Senior Advisor for Strategic Initiatives Natalie Parke reflects on the anniversary of the dissolving of USAID and what it signifies for Haiti, global health, and the work ahead.
It’s hard to believe that it’s been a year since I packed up my office at USAID. That afternoon, I was mostly focused on practical things, like making sure I rescued my desk’s chocolate stash and hugging colleagues. What I hadn’t anticipated was the “clap out”–the building exit lined with colleagues, partners, and friends of USAID, some in tears, others smiling bravely, handmade signs lifted overhead. I felt simultaneously grateful and humbled. And unmoored.
When I accepted the role of USAID’s Haiti Program Advisor four years earlier, I felt as though I had landed. I often got goosebumps crossing Pennsylvania Avenue and walking into the Ronald Reagan Building’s atrium, the flags of the world suspended overhead.
I did hold USAID on a pedestal, yet, I and many of my colleagues were clear-eyed about the Agency’s limitations. Progress toward shifting power and resources to local organizations often felt incremental to the point of frustrating. Bureaucracy slowed good ideas. Politics shaped priorities. Still, I believed in the work, and I believed we were trying, however imperfectly, to improve the institution from within. That’s part of why the abrupt and undignified termination felt so disorienting.
More than losing a job, it felt as though we were watching the United States step back from its commitments to human rights, peace, democratic institutions, and ending poverty. That perception triggered my waves of grief.
I also worried about my Haitian colleagues, some of whom had devoted decades to the Agency. They remained in Haiti when political transitions and natural disasters drove many equally educated, qualified individuals out of the country. They believed in our shared mission and in their country’s future. Most of all, I worried about the communities that would feel the immediate impact of shuttered programs, with projects paused midstream, partnerships dissolved, services cut off.
It’s been an exhausting year. I’m still sad. But I’ve also been reminded that an institution is not the same thing as a community. Even as U.S. government commitments appear to have shifted, the broader ecosystem of people working across borders has not disappeared. If anything, I’ve seen renewed creativity.

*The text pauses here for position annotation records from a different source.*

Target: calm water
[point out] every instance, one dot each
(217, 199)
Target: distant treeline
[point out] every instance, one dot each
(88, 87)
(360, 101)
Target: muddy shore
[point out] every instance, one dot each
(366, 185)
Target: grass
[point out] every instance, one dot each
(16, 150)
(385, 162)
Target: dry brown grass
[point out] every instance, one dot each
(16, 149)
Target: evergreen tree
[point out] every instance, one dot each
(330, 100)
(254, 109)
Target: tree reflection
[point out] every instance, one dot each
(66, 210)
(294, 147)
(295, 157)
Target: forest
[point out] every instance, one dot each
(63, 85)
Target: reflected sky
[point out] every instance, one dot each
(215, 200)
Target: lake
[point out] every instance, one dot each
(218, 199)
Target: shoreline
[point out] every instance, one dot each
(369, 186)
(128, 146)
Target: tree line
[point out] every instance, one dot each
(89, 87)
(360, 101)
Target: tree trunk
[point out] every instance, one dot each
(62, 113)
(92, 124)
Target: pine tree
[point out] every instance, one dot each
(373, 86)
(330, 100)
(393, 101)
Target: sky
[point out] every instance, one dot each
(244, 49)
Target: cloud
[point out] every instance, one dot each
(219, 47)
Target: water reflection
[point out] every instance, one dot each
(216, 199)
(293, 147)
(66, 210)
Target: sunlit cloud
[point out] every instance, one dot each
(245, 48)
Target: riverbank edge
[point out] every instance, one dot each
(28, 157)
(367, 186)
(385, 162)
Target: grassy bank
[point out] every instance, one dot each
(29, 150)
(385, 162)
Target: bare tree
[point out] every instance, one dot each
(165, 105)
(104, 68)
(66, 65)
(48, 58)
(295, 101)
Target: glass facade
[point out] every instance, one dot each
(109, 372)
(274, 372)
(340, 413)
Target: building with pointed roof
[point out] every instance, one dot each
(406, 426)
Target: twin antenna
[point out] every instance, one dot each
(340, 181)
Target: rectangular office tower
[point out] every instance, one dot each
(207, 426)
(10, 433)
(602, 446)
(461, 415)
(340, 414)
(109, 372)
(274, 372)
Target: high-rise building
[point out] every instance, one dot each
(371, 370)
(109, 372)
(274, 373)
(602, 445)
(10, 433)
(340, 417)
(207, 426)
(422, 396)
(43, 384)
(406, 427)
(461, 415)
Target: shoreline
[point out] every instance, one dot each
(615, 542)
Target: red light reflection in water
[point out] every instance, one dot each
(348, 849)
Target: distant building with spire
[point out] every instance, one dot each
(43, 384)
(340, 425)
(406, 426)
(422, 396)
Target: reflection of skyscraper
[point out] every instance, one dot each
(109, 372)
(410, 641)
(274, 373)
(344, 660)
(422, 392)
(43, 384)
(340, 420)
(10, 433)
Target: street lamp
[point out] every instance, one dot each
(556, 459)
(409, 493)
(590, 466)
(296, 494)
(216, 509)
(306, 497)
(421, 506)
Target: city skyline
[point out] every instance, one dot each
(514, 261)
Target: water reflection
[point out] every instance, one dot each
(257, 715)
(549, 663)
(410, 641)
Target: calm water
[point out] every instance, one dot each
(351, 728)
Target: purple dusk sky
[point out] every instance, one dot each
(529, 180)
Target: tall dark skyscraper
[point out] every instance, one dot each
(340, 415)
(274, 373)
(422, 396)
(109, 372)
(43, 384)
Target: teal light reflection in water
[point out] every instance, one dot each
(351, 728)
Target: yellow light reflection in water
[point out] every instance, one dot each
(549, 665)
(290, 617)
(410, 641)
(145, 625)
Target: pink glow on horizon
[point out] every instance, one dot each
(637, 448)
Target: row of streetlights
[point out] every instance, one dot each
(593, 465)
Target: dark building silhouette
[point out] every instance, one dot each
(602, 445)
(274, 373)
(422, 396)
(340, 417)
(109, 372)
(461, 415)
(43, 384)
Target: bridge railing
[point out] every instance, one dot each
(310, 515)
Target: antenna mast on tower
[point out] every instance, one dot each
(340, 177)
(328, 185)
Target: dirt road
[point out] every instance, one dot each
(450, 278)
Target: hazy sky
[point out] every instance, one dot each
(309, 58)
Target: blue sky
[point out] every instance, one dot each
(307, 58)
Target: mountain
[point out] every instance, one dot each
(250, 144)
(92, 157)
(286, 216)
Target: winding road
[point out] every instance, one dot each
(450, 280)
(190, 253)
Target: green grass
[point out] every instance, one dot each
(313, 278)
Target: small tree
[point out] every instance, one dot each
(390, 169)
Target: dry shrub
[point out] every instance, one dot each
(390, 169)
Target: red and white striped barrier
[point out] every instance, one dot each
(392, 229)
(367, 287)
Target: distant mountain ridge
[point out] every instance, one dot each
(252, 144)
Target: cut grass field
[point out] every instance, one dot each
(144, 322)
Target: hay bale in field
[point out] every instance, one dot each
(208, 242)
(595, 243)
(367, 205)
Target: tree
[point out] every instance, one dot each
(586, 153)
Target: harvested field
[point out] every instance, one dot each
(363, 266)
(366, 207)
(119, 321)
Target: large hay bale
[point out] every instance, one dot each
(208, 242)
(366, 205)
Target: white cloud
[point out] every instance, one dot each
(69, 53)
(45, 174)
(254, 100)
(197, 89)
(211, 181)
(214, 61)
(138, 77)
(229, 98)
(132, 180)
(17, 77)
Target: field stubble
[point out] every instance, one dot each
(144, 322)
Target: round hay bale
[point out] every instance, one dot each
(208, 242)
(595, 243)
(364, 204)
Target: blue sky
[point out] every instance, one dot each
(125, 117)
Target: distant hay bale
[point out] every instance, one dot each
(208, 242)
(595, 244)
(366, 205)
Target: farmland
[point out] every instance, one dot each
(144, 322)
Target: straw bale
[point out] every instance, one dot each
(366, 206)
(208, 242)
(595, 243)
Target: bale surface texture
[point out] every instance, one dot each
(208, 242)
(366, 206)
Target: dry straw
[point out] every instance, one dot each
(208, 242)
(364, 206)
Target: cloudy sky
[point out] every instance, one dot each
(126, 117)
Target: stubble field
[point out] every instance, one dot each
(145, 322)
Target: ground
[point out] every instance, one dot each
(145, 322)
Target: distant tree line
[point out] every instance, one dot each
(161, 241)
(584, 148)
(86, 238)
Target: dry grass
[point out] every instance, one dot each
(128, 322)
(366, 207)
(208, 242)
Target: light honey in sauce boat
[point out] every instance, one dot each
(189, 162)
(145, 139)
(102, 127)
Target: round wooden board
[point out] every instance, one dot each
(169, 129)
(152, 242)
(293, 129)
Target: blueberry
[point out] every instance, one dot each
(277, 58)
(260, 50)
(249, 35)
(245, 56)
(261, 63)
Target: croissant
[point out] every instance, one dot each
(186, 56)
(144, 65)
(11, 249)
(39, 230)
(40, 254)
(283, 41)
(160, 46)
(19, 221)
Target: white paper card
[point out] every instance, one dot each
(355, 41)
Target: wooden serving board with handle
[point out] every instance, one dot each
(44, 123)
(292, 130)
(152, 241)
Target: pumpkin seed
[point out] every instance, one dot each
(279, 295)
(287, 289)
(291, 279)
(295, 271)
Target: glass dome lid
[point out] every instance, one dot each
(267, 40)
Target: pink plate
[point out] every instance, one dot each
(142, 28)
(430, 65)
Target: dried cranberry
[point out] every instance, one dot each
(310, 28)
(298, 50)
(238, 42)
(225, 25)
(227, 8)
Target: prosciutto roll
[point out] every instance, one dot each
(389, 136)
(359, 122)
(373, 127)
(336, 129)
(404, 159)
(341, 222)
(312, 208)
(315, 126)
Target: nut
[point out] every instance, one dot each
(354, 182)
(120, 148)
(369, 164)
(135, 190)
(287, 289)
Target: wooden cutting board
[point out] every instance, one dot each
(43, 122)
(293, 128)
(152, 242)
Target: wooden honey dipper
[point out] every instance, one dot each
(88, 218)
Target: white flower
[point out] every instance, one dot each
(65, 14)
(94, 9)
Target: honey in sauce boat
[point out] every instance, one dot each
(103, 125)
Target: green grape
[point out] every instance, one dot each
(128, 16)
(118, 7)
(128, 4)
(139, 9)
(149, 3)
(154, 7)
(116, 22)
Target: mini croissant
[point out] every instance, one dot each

I see that every day at Build Health International (BHI), where I now work closely with leadership to oversee strategic initiatives. BHI designs, builds, and equips health infrastructure in low-resource settings. These projects are often complex, time-consuming, and capital-intensive–the kind of initiatives that were often a difficult fit within USAID’s risk calculus. BHI, by contrast, leans into complexity. My new colleagues take on projects that require patience, imagination, resourcefulness, and deep local partnership.
Their commitment and success reminds me that progress doesn’t belong to any single agency or funding stream. It depends on people willing to wrestle with hard problems and stay at the table. On a personal level, I’m grateful that this work still connects me to Haiti, a country that continues to shape my sense of purpose. BHI’s long-standing commitment there allows that relationship to endure.
I still hope that USAID reemerges someday in a form that reflects what we learned—the urgency of local ownership, the need for humility, the value of long-term horizons. And I hope that the U.S. government can rebuild its credibility as a principled and reliable partner in the world. But in the meantime, I take heart in the determination I see in colleagues across this field.
A year ago, I walked out of a building feeling unmoored. Today, I feel rooted again, just in a different place.
Natalie Parke joined Build Health International as a senior advisor for strategic initiatives after more than two decades working in international development, including serving at USAID until its closure last year. She first worked in Haiti during the 2010 earthquake response and has maintained a deep professional and personal connection to the country ever since.